Sunday, March 5, 2017

Validating SDTM labels using RESTful web services

About a month ago, I reported about my first experiences with implementing the new CDISC SDTM-IG Conformance Rules. I now made considerable progress, having >60% of the rules implemented. These implementations are available for download and usage from here.

Today I want to elaborate a bit on how I implemented rule CG0303 "Variable Label = IG Label", using RESTful web services. Earlier implementations from others were based on copying/pasting the labels from the SDTM-IG and then hard-coding them in software. This does not only mean a lot of work, it is also error-prone, with the disadvantages that a software update is needed each time an error in the implementation is found. For example, if you search on the forum of the validation Software that the FDA is using for the wording "label mismatch" you will find many hits, especially about false positive errors. In some cases, one even gets an error on a label that looks 100% correct, but the software does not tell you what text for the label it expects. "Let the guessing begin"!
So we definitely need something better. Wouldn't it be better to use the SHARE content, load it into a central database, and query that database using a modern (easy-to-implement) RESTful web service?

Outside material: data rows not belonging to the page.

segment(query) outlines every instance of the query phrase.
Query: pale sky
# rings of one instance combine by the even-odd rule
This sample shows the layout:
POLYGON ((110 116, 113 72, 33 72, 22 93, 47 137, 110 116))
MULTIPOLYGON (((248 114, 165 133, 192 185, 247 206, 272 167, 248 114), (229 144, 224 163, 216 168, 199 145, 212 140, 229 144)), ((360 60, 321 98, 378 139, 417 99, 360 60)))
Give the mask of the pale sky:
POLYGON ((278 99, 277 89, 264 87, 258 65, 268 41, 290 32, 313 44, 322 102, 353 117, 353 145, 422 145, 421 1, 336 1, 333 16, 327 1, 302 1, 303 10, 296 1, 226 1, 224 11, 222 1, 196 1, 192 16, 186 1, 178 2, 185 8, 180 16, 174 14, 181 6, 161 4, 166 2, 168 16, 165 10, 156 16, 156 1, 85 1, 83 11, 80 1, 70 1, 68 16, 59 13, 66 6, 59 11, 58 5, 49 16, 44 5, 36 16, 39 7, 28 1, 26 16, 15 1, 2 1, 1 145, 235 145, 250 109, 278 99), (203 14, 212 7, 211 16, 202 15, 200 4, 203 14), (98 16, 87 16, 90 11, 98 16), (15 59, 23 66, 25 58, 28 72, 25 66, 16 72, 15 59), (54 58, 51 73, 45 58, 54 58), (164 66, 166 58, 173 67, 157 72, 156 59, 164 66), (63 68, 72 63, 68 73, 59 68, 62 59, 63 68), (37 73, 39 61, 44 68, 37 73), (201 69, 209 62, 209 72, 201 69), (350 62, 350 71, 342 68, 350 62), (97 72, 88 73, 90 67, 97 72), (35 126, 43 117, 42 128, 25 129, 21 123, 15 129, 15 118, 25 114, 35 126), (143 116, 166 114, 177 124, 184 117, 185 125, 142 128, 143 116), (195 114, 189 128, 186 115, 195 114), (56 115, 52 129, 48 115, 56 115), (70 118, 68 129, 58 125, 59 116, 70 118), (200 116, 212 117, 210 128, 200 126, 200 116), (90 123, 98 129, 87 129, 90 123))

That is exactly what we did. All SDTM-IG Information (from different IG versions) and all CDISC controlled terminology that is electronically available was loaded into a database, and RESTful web services were developed to make them available to anyone, and to any application. These RESTful web services (over 30 of them) are described here. Adding a new Service usually takes 1-2 hours, sometimes even less.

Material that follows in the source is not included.